Ramblings of an aging IT geek
← Ramblings of an aging IT geek
rust

the borrow checker won, and i'm fine with it

A holiday week spent arguing with Rust's borrow checker over a tree structure, and why I stopped arguing.

John Mylchreest
John Mylchreest
2016-12-28 · 3 min read

A screen full of Rust code

I spent two evenings this week losing a fight with the borrow checker, and I want to write it down before I forget the shape of the lesson. The task was small: a little dependency graph for a side project, nodes pointing at other nodes. In any language I'd reach for first this is fifteen minutes of work. In Rust it took most of Boxing Day.
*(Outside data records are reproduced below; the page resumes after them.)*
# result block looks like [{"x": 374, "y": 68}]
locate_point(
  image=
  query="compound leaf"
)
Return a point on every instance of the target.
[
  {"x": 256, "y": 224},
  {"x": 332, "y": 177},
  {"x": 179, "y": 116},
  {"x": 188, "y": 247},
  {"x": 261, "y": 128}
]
The instinct is to give a Node a Vec<&Node> of its children and call it done. That compiles in your head and nowhere else. The moment you try to mutate one node while holding a reference to another, rustc plants its feet and tells you, with that maddening politeness, that you cannot borrow graph as mutable because it is also borrowed as immutable. It is right. It is always right. That is the part that grates.

A tangle of references, which is roughly what my graph looked like

I did what everyone does. I reached for Rc<RefCell<Node>>, sprinkled it everywhere, and felt clever for about twenty minutes until I hit a cycle and watched a borrow_mut() panic at runtime instead of compile time, which is the worst of both worlds. I'd taken the safety the borrow checker gives you for free and paid cash for a lesser version of it.

The thing that finally clicked: stop modelling pointers. The graph doesn't need each node to own a reference to its neighbours. It needs an arena. Keep all the nodes in one Vec<Node>, and let edges be plain usize indices into that vec.

struct Graph {
    nodes: Vec<Node>,
}

struct Node {
    name: String,
    edges: Vec<usize>,
}

Now there are no references to fight over. The vec owns everything, indices are just numbers, and traversal is a loop. It is less elegant than a pointer soup right up until you remember that the pointer soup didn't compile. Petgraph, which I should have looked at sooner, does exactly this under the hood.

I am told the borrow checker stops being an adversary and starts being a colleague somewhere around the third month. I'm not there yet. But I noticed something on the second evening: once it accepted my arena design, I had no class of bug left to chase. No null, no use-after-free, no concurrent mutation I'd forgotten about. The argument was the design review I'd have skipped in C.

So I lost, gracefully, and the code is better for it. I'll take that trade more often than I'd like to admit.